Scales in robotic systems
The above-mentioned “components” description of a robotic system is to be
complemented by a “scale” description, i.e., the following system scales have a
large influence on the specific content of the planning, sensing, modeling and
control components at one particular scale, and hence also on the corresponding
sections of the WEBook.
Mechanical scale
The physical volume of the robot determines to a large extent the limits of what
can be done with it. Roughly speaking, a large-scale robot (such as an
autonomous container crane or a space shuttle) has different capabilities and
control problems than a macro robot (such as an industrial robot arm), a desktop
robot (such as those “sumo” robots popular with hobbyists), or mill micro or
nano robots. Spatial scale. There are large differences between robots that act
in 1D, 2D, 3D, or 6D (three positions and three orientations). Time scale. There
are large differences between robots that must react within hours, seconds,
milliseconds, or microseconds.
Power density scale. A robot must be actuated in order to move, but actuators
need space as well as energy, so the ratio between both determines some
capabilities of the robot. System complexity scale. The complexity of a robot
system increases with the number of interactions between independent
sub-systems, and the control components must adapt to this complexity.
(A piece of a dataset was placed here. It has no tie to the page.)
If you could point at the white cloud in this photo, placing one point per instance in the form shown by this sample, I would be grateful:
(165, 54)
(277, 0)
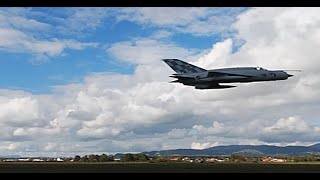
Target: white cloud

Computational complexity scale. Robot controllers are inevitably running on
real-world computing hardware, so they are constrained by the available number
of computations, the available communication bandwidth, and the available memory
storage. Obviously, these scale parameters never apply completely independently
to the same system. For example, a system that must react at microseconds time
scale can not be of macro mechanical scale or involve a high number of
communication interactions with subsystems.
Background sensitivity
Finally, no description of even scientific material is ever fully objective or
context-free, in the sense that it is very difficult for contributors to the
WEBook to “forget” their background when writing their contribution. In this
respect, robotics has, roughly speaking, two faces:
(i) The mathematical and engineering face, which is quite “standardized” in the
sense that a large consensus exists about the tools and theories to use
(“systems theory”), and
(ii) The AI face, which is rather poorly standardized, not because of a lack of
interest or research efforts, but because of the inherent complexity of
“intelligent behavior.” The terminology and systems-thinking of both backgrounds
are significantly different, hence the WEBook will accommodate sections on the
same material but written from various perspectives. This is not a “bug”, but a
“feature”: having the different views in the context of the same WEBook can only
lead to a better mutual understanding and respect.
Research in engineering robotics follows the bottom-up approach: existing and
working systems are extended and made more versatile. Research in artificial
intelligence robotics is top-down: assuming that a set of low-level primitives
is available, how could one apply them in order to increase the “intelligence”
of a system. The border between both approaches shifts continuously, as more and
more “intelligence” is cast into algorithmic, system-theoretic form. For
example, the response of a robot to sensor input was considered “intelligent
behavior” in the late seventies and even early eighties. Hence, it belonged to
A.I. Later it was shown that many sensor-based tasks such as surface following
or visual tracking could be formulated as control problem with algorithmic
solutions. From then on, they did not belong to A.I. any more.